Manuguerra Maurizio, Heller Gillian Z
Macquarie University, Australia.
Int J Biostat. 2010;6(1):Article 14. doi: 10.2202/1557-4679.1230.
Ordinal regression analysis is a convenient tool for analyzing ordinal response variables in the presence of covariates. In this paper we extend this methodology to the case of continuous self-rating scales such as the Visual Analog Scale (VAS) used in pain assessment, or the Linear Analog Self-Assessment (LASA) scales in quality of life studies. These scales measure subjects' perception of an intangible quantity, and cannot be handled as ratio variables because of their inherent nonlinearity. We express the likelihood in terms of a function connecting the scale with an underlying continuous latent variable and approximate this function either parametrically or non-parametrically. Then a general semi-parametric regression framework for continuous scales is developed. Two data sets have been analyzed to compare our method to the standard discrete ordinal regression model, and the parametric to the non-parametric versions of the model. The first data set uses VAS data from a study on the efficacy of low-level laser therapy in the treatment of chronic neck pain; the second comes from a study on chemotherapy treatments in advanced breast cancer and looks at the impact of different drugs on patients' quality of life. The continuous formulation of the ordinal regression model has the advantage of no loss of precision due to categorization of the scores and no arbitrary choice of the number and boundaries of categories. The semi-parametric form of the model makes it a flexible method for analysis of continuous ordinal scales.

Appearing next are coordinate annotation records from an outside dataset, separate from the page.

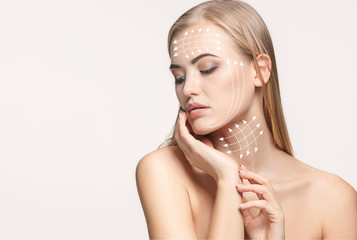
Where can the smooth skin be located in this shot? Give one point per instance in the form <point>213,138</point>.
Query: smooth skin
<point>195,191</point>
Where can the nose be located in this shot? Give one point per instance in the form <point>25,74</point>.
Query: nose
<point>191,86</point>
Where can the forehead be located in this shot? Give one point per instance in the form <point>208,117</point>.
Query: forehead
<point>198,39</point>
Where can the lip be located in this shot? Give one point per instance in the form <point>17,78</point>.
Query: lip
<point>196,109</point>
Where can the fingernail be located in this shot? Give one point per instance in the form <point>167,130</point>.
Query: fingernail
<point>243,166</point>
<point>243,205</point>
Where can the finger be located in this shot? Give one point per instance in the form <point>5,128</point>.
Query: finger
<point>183,134</point>
<point>260,204</point>
<point>262,191</point>
<point>273,213</point>
<point>207,142</point>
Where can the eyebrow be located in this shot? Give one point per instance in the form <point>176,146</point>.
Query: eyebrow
<point>195,59</point>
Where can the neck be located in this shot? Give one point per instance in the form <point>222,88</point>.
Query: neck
<point>249,141</point>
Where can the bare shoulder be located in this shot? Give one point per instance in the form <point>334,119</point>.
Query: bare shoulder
<point>166,161</point>
<point>160,177</point>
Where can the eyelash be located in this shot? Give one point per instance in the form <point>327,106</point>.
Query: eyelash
<point>203,72</point>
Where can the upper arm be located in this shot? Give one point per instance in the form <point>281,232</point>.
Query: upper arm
<point>164,199</point>
<point>340,214</point>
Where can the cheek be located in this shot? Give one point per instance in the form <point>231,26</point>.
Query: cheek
<point>178,90</point>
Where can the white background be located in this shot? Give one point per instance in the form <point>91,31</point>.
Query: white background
<point>85,92</point>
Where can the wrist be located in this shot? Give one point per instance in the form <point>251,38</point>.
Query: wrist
<point>229,176</point>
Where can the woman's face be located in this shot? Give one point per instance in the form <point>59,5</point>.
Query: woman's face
<point>213,82</point>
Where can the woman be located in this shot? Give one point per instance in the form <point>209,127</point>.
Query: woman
<point>228,172</point>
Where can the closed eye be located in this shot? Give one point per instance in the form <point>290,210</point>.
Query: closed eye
<point>180,80</point>
<point>208,71</point>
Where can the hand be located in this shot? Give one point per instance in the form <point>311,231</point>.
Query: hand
<point>202,155</point>
<point>269,223</point>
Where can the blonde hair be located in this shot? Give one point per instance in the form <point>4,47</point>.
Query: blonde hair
<point>251,36</point>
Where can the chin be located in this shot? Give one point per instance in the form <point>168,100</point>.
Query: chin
<point>201,127</point>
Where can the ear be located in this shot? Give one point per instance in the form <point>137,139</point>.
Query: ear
<point>264,68</point>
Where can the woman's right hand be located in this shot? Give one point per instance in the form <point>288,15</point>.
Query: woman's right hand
<point>202,155</point>
<point>269,223</point>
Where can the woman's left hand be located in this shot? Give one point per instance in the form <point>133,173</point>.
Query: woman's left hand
<point>269,223</point>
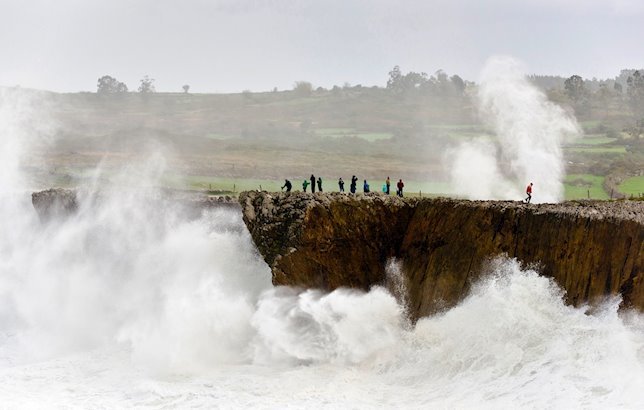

有序回归分析是一种在存在协变量的情况下分析有序响应变量的便捷工具。在本文中,我们将这种方法扩展到连续自评量表的情况,例如疼痛评估中使用的视觉模拟量表(VAS),或生活质量研究中的线性模拟自评(LASA)量表。这些量表测量受试者对无形数量的感知,由于其固有的非线性,不能作为比率变量来处理。我们用一个将量表与潜在连续潜变量联系起来的函数来表示似然,并通过参数化或非参数化的方式对这个函数进行近似。然后,我们开发了一个用于连续量表的一般半参数回归框架。我们分析了两个数据集,将我们的方法与标准离散有序回归模型进行比较,并将模型的参数化版本与非参数化版本进行比较。第一个数据集使用了一项关于低强度激光治疗慢性颈部疼痛疗效研究中的VAS数据;第二个数据集来自一项关于晚期乳腺癌化疗治疗的研究,考察了不同药物对患者生活质量的影响。有序回归模型的连续形式具有因分数分类而不会损失精度以及无需任意选择类别数量和边界的优点。该模型的半参数形式使其成为一种灵活的连续有序量表分析方法。